How to Become an Optometrist

Training and Education Jobs and Salaries

The Doctor of Optometry degree requires the completion of a four year program at an accredited optometry school, preceded by at least three years of preoptometric study at an accredited college or university. All States require optometrists to be licensed. There are 16 colleges of optometry in the U.S. and one in Puerto Rico that offered programs accredited by the Accreditation Council on Optometric Education of the American Optometric Association.

Requirements for admission to optometry schools include college courses in English, mathematics, physics, chemistry, and biology. Because a strong background in science is important, many applicants to optometry school major in a science, such as biology or chemistry as undergraduates. Others major in another subject and take many science courses offering laboratory experience. Admission to optometry school is competitive.

Applicants must take the Optometry Admissions Test, which measures academic ability and scientific comprehension. As a result, most applicants take the test after their sophomore or junior year in college, allowing them an opportunity to take the test again and raise their score. A few applicants are accepted to optometry school after three years of college and complete their bachelor degree while attending optometry school however, most students accepted by a school or college of optometry have completed an undergraduate degree.

Each institution has its own undergraduate prerequisites, so applicants should contact the school or college of their choice for specific requirements. Optometry programs include classroom and laboratory study of health and visual sciences and clinical training in the diagnosis and treatment of eye disorders.
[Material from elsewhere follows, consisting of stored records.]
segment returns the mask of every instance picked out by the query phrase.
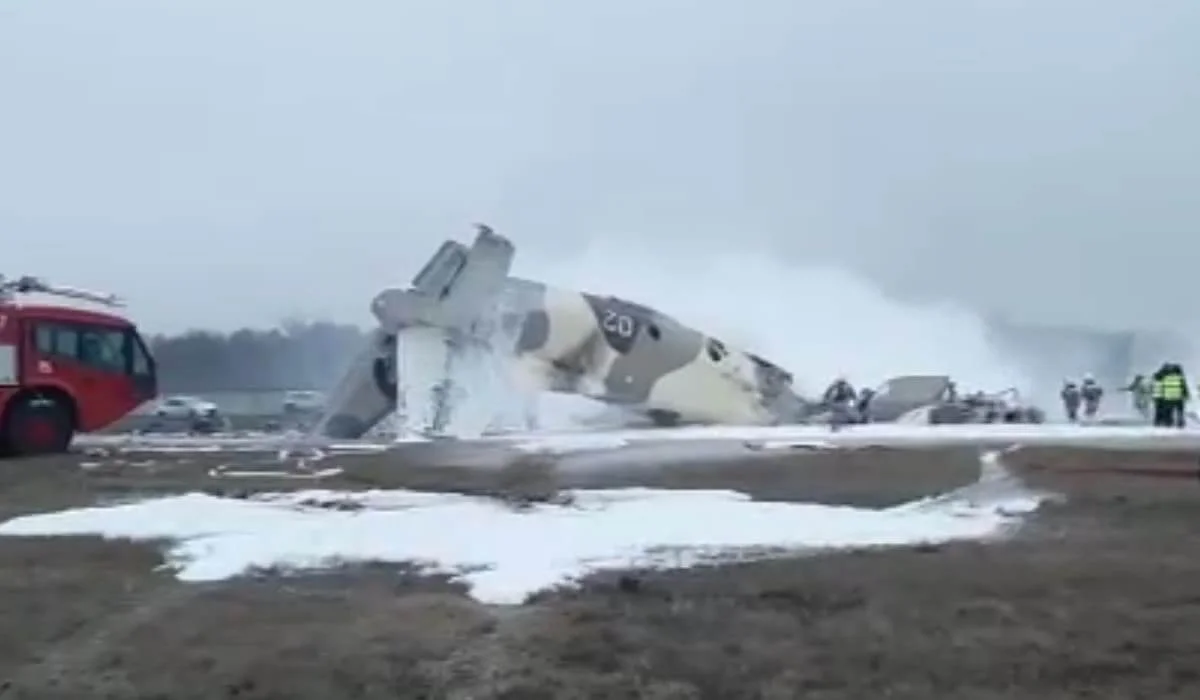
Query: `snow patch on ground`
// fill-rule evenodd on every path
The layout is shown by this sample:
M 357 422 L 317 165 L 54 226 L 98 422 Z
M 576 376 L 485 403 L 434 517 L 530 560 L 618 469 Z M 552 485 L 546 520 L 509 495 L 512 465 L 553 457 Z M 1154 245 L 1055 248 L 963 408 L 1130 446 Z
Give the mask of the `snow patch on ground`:
M 489 435 L 475 439 L 449 438 L 458 444 L 507 445 L 523 451 L 558 453 L 619 450 L 633 443 L 677 441 L 734 441 L 752 449 L 773 450 L 807 447 L 891 446 L 919 447 L 1021 443 L 1038 446 L 1086 446 L 1119 448 L 1165 448 L 1200 446 L 1200 428 L 1155 428 L 1145 425 L 904 425 L 875 423 L 844 426 L 831 431 L 821 425 L 779 426 L 686 426 L 679 428 L 623 428 L 608 430 L 544 429 Z M 313 437 L 269 435 L 81 435 L 75 446 L 85 450 L 138 452 L 261 452 L 263 450 L 320 450 L 329 455 L 382 452 L 410 443 L 429 442 L 423 437 L 406 437 L 386 442 L 370 440 L 333 441 Z M 542 446 L 534 448 L 534 445 Z M 548 446 L 553 445 L 550 449 Z M 576 447 L 573 447 L 576 446 Z
M 514 445 L 522 452 L 532 454 L 570 454 L 595 450 L 617 450 L 629 445 L 619 435 L 592 433 L 587 435 L 547 435 L 527 439 Z
M 884 510 L 752 501 L 734 491 L 580 490 L 569 505 L 514 510 L 452 493 L 321 490 L 250 499 L 190 493 L 109 507 L 31 515 L 0 535 L 96 534 L 172 540 L 187 581 L 256 567 L 413 562 L 449 572 L 489 603 L 601 569 L 682 567 L 746 551 L 910 545 L 1005 534 L 1042 496 L 993 490 Z M 331 505 L 336 505 L 332 508 Z
M 571 440 L 594 439 L 597 433 L 556 433 L 559 444 Z M 732 440 L 753 443 L 757 449 L 794 447 L 828 448 L 842 446 L 977 445 L 1020 443 L 1024 445 L 1107 446 L 1191 444 L 1200 442 L 1200 430 L 1154 428 L 1148 426 L 1105 426 L 1071 424 L 975 424 L 975 425 L 902 425 L 872 423 L 844 426 L 836 431 L 827 426 L 689 426 L 614 430 L 603 433 L 614 440 L 632 442 L 671 442 L 677 440 Z M 483 441 L 512 442 L 528 440 L 529 435 L 501 435 Z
Courses in pharmacology, optics, vision science, biochemistry, and systemic diseases are included.

One-year postgraduate clinical residency programs are available for optometrists who wish to obtain advanced clinical competence. Specialty areas for residency programs include family practice optometry, pediatric optometry, geriatric optometry, vision therapy and rehabilitation, low-vision rehabilitation, cornea and contact lenses, refractive and ocular surgery, primary eye care optometry, and ocular disease.

All States and the District of Columbia require that optometrists be licensed. Applicants for a license must have a Doctor of Optometry degree from an accredited optometry school and must pass both a written National Board examination and a National, regional, or State clinical examination. The written and clinical examinations of the National Board of Examiners in Optometry usually are taken before a student graduates.

Many States also require applicants to pass an examination on relevant State laws. Licenses must be renewed every one to three years and, in all States, continuing education credits are needed for renewal. Business ability, self-discipline, and the ability to deal tactfully with patients are important for success. The work of optometrists also requires attention to detail and manual dexterity. Optometrists wishing to teach or conduct research may study for a masters degree or Ph.D. in visual science, physiological optics, neurophysiology, public health, health administration, health information and communication, or health education.